Character-driven novels are intrinsically hard to review. There's no strong central plot drawing them forward, and without a strong central plot it's a little hard to convey what a book is actually about. In this case, it's particularly hard for me, because I haven't read any of Saramago's other work. The guy won a Nobel Prize for literature; there's obviously something big and compelling his writing, but I just didn't see that, and I feel like that means I missed something.
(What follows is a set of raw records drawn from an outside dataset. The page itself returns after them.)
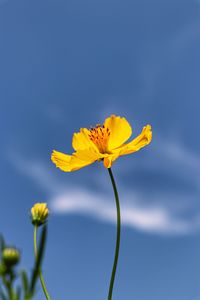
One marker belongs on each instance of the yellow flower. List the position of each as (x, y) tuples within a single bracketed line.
[(10, 256), (106, 142), (39, 213)]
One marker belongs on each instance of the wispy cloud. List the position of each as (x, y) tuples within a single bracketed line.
[(156, 214)]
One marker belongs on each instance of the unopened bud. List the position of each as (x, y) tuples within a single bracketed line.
[(39, 213)]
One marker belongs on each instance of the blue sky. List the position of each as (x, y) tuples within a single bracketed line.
[(70, 64)]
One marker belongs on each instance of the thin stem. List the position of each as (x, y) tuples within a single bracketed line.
[(40, 272), (117, 246), (8, 285)]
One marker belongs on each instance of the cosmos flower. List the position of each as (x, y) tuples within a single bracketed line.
[(102, 143)]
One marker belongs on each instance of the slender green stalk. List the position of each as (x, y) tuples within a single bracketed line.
[(8, 285), (40, 272), (117, 246)]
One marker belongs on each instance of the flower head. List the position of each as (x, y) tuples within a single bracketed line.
[(104, 142), (10, 256), (39, 213)]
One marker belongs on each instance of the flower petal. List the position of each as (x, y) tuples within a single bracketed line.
[(120, 131), (108, 160), (139, 142), (81, 140), (77, 160)]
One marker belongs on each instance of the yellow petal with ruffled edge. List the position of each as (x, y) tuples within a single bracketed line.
[(139, 142), (81, 140), (76, 161), (120, 131)]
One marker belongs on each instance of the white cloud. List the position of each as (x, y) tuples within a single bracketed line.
[(154, 215)]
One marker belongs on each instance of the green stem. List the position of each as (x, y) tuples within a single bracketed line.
[(40, 272), (117, 246), (8, 286)]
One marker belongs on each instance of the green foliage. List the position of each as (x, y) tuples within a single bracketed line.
[(9, 275)]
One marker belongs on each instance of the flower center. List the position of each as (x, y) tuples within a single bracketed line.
[(99, 135)]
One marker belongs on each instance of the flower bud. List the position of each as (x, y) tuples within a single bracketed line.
[(39, 213), (10, 257)]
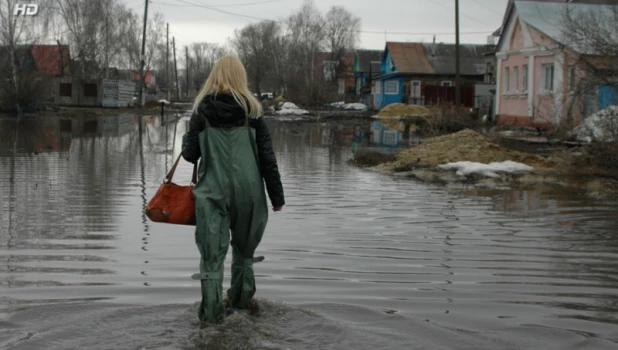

Now, part of that could easily be because Skylight is some of Saramago's early work, and consequently his writing isn't fully polished and hasn't completely developed into what it would presumably become later. In the introduction, it's noted that many of the threads of story found in Skylight can be found in more fully-developed forms in works composed later in Saramago's career. Maybe I should have read some of those first, so that I could make an apt comparison. However, I didn't, and so here we are.
Skylight's main characters all inhabit the same apartment building in Lisbon, Portugal, in 1952. The building is divided into six different apartments, and each apartment contains its own inhabitants with their own problems, though they are all intricately woven through each other. Cobbler-philosopher Silvestre and his wife take in a boarder named Abel who is hoarding experience in life, but without a real purpose. Across the hallway live Emilio and Carmen, Emilio's Spanish wife who raises hell because she feels trapped in her marriage. On the second floor, a former prostitute named Lidia is now the mistress of a businessman, and across the way Justina deals with her womanizing husband. On the third floor, a young woman gets a new job for Lidia's paramour, but the position only causes tension in the building, and a pair of sisters keep secrets from their mother and their aunt.
The book flap calls Saramago "the master of the quotidian," and indeed he does seem to have a wonderful way of capturing the everyday lives of his characters. Without having a strong central plot, Saramago still manages to have a steady building of tension that leads up to a climax. However, the novel seems to end abruptly, without several of the plot lines fully resolved. While some of them are left open-ended but with a satisfying drop-off point, others are just...left. Justina and Claudhina's plots are the most obvious examples of this. I didn't feel like there was any indication of how those plots were supposed to go beyond the pages of the book. I also didn't really feel drawn to Silvestre; his plots and character started off well, but as soon as he became a philosopher in addition to a cobbler, he lost a lot of my interest. His ramblings to and with Abel about purpose and love and blah blah blah bored me, and it felt very much like Saramago was just preaching his own philosophy. I don't mind when books have a message woven in, but I prefer it when it's done subtly, rather than it being repeatedly shoved in my face.
Still, overall, this was a lovely work of character and I enjoyed it.
3.5 stars out of 5. (I feel terrible saying that. This guy won a Nobel Prize and here I am giving it 3.5 stars. Oh dear god, what have I done...not that it really does anything, but still.)